Destacó que Argentina cuenta con recursos abundantes para abastecer una matriz diversas de productos.

“Dejemos de lado los dilemas entre hidrógeno verde o azul, petróleo o gas, y empecemos a ver que tenemos la posibilidad de abastecer todos esos mercados”, pidió el gerente de YTEC.

En ese sentido, sugirió encarar una estrategia multimodal para generar sinergia entre la producción las diferentes fuentes de energía.

Por ejemplo, desarrollar hidrógeno azul mediante la generación de carbon stogare para reducir emisiones en operaciones de upstream petroleros.

“Hay que pensar los proyectos desde una sinergia. Y con relación en esta plataforma de exportación, Argentina puede tener un universo de energía baja en carbono”, dijo Sacerdote.

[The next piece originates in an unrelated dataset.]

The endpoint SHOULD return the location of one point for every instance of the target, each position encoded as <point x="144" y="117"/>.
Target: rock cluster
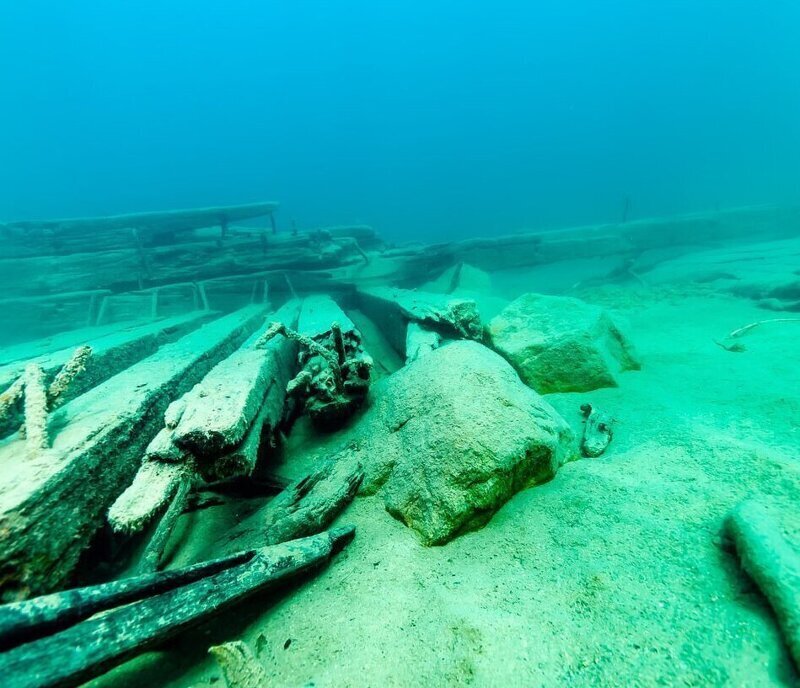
<point x="561" y="344"/>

Si bien hoy el hidrógeno es mucho más costoso que otras fuentes de energía convencionales, el directivo de YTEC señaló que hay sectores que ya lo están explorando, como la industria cementera y siderurgia, “porque no visualiza alternativas de electrificación de sus grandes hornos. También para la industria del transporte pesado puede ser un sustituto del diésel; y el amoníaco para los barcos puede ser un driver de despegue de producción de hidrógeno en los primeros años”.

“El hidrógeno no es nuevo en la industria, lo que estamos discutiendo ahora es si es gris, azul o verde. Argentina tiene un consumo de 400 mil toneladas por año de hidrógeno, sobre todo la industria del Oil & Gas lo consume en el purificado de las naftas”, agregó Gesino.

Además de las condiciones naturales, Argentina cuenta con un sistema de ciencia y tecnología capacitado para abordar los desafíos tecnológicos que plantea el desarrollo del hidrógeno.